Нет, это не должно случиться.

— Ты веришь в то, что она говорила? — спросила, сглатывая слезы. Ждала ответ, а сама пошевелила пальцами правой руки, готовясь незаметно исследовать его карманы. Надо найти ключ и сматываться. В этом городе меня больше ничего не держит. Как-нибудь обойдусь без фотографии и рассказов о матери, которой я никогда не была нужна.

— Не знаю… — проговорил Лео, продолжая поглаживать меня по волосам. — Слишком много всего шокирующего прозвучало. Но, ты знаешь, я раньше часто ловил ее на лжи. Сегодня же вечером ни в одном слове не почувствовал обмана.
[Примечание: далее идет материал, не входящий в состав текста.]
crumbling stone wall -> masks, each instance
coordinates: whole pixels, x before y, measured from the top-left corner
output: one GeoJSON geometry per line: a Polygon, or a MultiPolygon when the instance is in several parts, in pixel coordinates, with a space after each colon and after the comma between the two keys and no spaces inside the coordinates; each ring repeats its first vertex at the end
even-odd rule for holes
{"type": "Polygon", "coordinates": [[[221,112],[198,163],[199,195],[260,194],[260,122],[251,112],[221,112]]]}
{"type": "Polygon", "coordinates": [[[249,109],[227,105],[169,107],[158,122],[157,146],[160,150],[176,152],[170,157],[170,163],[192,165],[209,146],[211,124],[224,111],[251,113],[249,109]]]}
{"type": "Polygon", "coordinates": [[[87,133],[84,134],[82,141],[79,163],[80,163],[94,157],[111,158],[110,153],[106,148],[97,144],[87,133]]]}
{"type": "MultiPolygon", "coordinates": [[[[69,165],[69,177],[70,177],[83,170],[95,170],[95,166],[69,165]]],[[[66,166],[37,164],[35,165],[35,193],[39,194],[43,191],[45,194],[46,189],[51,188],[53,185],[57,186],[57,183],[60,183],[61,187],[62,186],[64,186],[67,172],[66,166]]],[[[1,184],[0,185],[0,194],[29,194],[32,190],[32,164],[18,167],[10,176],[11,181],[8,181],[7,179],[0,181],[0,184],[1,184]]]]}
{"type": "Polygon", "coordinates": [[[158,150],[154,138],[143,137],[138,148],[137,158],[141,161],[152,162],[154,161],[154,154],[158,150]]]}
Только коробило каждый раз, когда слышал это «Ленюша». — Он вздрогнул всем телом. — Как бы там ни было, Аделина навсегда останется моей матерью и никакую другую я знать не хочу. Для меня родной человек не тот, кто родил, а тот, кто вырастил.

— Не уверена… После сегодняшнего вечера растившую меня мать вообще видеть не хочется. Та, что чужая, родной так и не стала, а та, что родная, сама выбросила меня. Кто мой отец теперь вообще неизвестно и… — моя рука замерла на полпути к переднему карману джинсов. Опять новый поток слез… Да сколько можно!
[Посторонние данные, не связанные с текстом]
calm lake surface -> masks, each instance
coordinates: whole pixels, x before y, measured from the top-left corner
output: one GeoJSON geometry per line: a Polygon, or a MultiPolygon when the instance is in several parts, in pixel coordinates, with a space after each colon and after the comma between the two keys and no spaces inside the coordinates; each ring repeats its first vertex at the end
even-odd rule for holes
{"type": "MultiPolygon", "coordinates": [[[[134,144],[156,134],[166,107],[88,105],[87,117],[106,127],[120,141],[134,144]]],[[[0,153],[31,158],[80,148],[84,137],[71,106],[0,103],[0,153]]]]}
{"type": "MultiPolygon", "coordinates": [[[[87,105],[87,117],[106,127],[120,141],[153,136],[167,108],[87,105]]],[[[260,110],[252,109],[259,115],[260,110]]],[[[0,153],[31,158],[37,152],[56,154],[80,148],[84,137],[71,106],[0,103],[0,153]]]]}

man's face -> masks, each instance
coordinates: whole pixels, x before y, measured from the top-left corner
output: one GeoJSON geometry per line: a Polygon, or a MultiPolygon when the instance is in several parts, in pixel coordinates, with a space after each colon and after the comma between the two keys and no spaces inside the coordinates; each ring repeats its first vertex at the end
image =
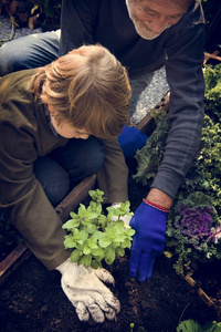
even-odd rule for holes
{"type": "Polygon", "coordinates": [[[179,22],[189,7],[188,1],[173,0],[126,0],[126,4],[137,33],[147,40],[179,22]]]}

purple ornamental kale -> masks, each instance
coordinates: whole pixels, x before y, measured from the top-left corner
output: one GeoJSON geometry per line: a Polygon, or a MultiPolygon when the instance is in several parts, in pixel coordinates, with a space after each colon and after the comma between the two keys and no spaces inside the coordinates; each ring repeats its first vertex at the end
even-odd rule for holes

— Ну и ничего страшного! Когда мы приедем в Лагерь, у тебя появится одна огромная семья. И я выполню все обещания, которые давал.

Хотел обрадовать меня? Но его слова полоснули по лицу будто пощечина. Я забилась в объятьях, как птичка в каменной клетке. Невозможно было даже его руку сдвинуть с места!

— Да пошел ты… — стукнула его в грудь. — Мудак конченный.

— Ладно, ладно. Ругайся, злись, обзывайся… Главное, что ты рядом.

— Не успеешь обернуться, как меня след простынет.

— Я знаю. Поэтому на тебе наручники. И я не сниму их до тех пор, пока ты меня не простишь.

— С какой стати я должна тебя прощать? Где гарантия того, что ты вновь не разобьешь мне сердце?

— Потому что я люблю тебя.

— Пустые слова.

В несколько грубых быстрых движений Лео повернул меня на спину и, заведя мне руки за голову, навис надо мной. Огонь в его глазах бушевал с такой силой, что мне стало страшно.

— Что мне сделать? Вырезать на груди твое имя? Подарить тебе фотостудию в центре города? Каждое утро приносить в постель букет роз? Назвать новую игру в честь тебя? Выкроить на каком-то канале час эфирного времени и на всю страну признаться тебе в любви? Что мне сделать, черт побери?!